Fully Autonomous Containerized Deployment, part 2

Building upon the previous article, let’s review what we’ve built so far:

  1. Deployed a self-managing container OS based on Fedora CoreOS
    • Configured Fedora CoreOS to automatically update itself
    • Setup intelligent health checks and automated rollbacks for any failed updates

I’m going to tackle this first from an upstream approach with Fedora CoreOS, however there’s an excellent article written on this same topic for RHEL for Edge by Brian Smith that covers this incredibly well. I’d encourage everyone to have a read of his article as well!

Right, so let’s tackle this last bullet point. For this, we’re going to install a tool called greenboot onto the Fedore CoreOS image. The technical term for this is actually called layering, as we’re building on top of the base ostree image.

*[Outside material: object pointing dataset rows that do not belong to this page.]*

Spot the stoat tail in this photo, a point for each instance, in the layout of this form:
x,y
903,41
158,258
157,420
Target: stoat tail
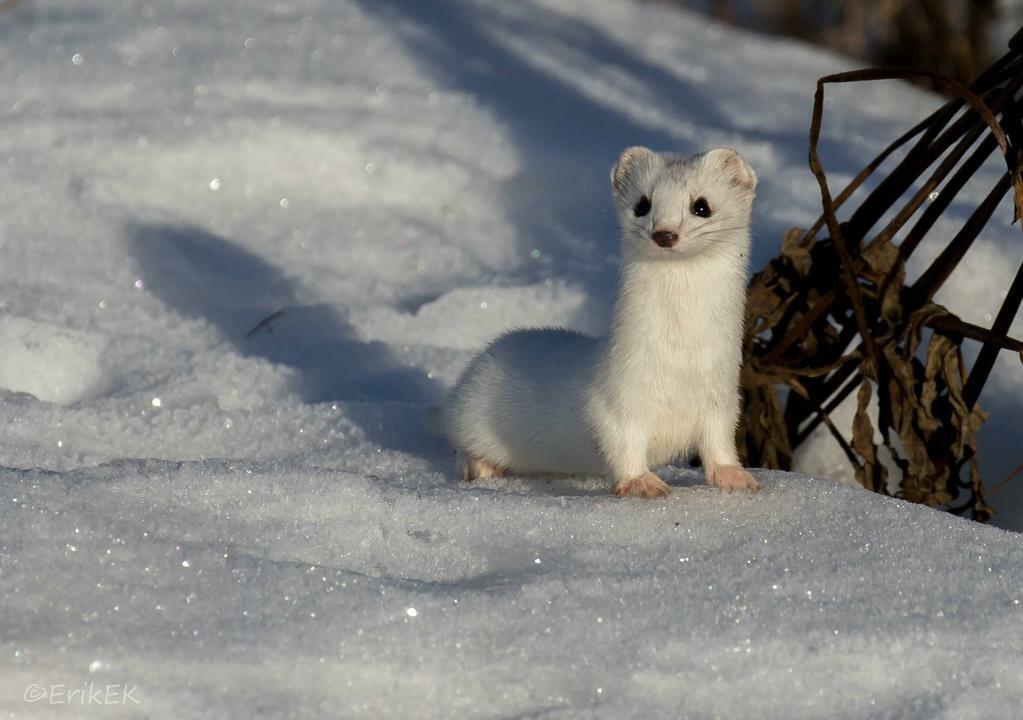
x,y
433,418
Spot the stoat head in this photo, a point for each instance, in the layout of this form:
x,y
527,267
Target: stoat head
x,y
678,207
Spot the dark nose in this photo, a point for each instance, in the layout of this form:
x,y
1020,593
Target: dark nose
x,y
665,238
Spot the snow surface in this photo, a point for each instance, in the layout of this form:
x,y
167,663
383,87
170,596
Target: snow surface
x,y
406,180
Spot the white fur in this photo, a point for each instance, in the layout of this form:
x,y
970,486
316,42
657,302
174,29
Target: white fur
x,y
664,383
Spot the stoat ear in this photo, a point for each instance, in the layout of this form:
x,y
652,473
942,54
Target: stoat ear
x,y
629,163
730,162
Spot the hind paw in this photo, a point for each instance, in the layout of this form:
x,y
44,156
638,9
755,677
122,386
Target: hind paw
x,y
731,478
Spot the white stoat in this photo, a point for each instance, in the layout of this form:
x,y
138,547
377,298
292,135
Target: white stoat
x,y
664,383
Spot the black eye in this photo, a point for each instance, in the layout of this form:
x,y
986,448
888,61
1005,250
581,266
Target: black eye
x,y
700,208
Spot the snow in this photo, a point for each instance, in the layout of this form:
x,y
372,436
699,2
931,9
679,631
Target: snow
x,y
241,519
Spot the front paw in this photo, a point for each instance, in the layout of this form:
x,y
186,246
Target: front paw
x,y
731,478
647,485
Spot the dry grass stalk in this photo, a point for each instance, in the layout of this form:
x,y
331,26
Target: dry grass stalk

There’s some work upstream to make this a little friendlier, but for now we can use a systemd unit file to install greenboot and have this embedded into our Ignition configuration. Here’s my completed example:

variant: fcos
version: 1.4.0
storage:
  disks:
    - device: /dev/vda
      wipe_table: false
      partitions:
        - label: root
          number: 4
          size_mib: 10240
          resize: true
  files:
    - path: /etc/hostname
      mode: 0644
      contents:
        inline: coreos.calgaryrhce.ca
    - path: /etc/NetworkManager/system-connections/enp1s0.nmconnection
      mode: 0600
      overwrite: true
      contents:
        inline: |
          [connection]
          type=ethernet
          interface-name=enp1s0

          [ipv4]
          method=manual
          addresses=192.168.100.50/24
          gateway=192.168.100.1
          dns=192.168.100.1
          dns-search=calgaryrhce.ca
    - path: /etc/zincati/config.d/51-rollout-wariness.toml
      contents: 
        inline: |
          [identity]
          rollout_wariness = 0.5
    - path: /etc/zincati/config.d/55-updates-strategy.toml
      contents: 
        inline: |
          [updates]
          strategy = "periodic"
          [[updates.periodic.window]]
          days = [ "Sat", "Sun" ]
          start_time = "22:30"
          length_minutes = 60
systemd:
  units:
    - name: rpm-ostree-install-greenboot.service
      enabled: true
      contents: |
        [Unit]
        Description=Layer greenboot with rpm-ostree
        Wants=network-online.target
        After=network-online.target
        # We run before `zincati.service` to avoid conflicting rpm-ostree
        # transactions.
        Before=zincati.service
        ConditionPathExists=!/var/lib/%N.stamp

        [Service]
        Type=oneshot
        RemainAfterExit=yes
        # `--allow-inactive` ensures that rpm-ostree does not return an error
        # if the package is already installed. This is useful if the package is
        # added to the root image in a future Fedora CoreOS release as it will
        # prevent the service from failing.
        ExecStart=/usr/bin/rpm-ostree install --apply-live --allow-inactive greenboot greenboot-default-health-checks zsh
        ExecStart=/bin/touch /var/lib/%N.stamp

        [Install]
        WantedBy=multi-user.target
passwd:
  users:
    - name: core
      ssh_authorized_keys:
        - "[ public SSH key hash ]"
    - name: aludwar
      password_hash: "[ password hash, salted ]"
      ssh_authorized_keys:
        - "[ public SSH key hash ]"
      groups: [ sudo, docker ]

The line to pay extra attention to here is the ExecStart, specifying the rpm-ostree install command. This adds zsh as well as both greenboot and some example health checks we can use to make sure a system boots up into a healthy, functioning state.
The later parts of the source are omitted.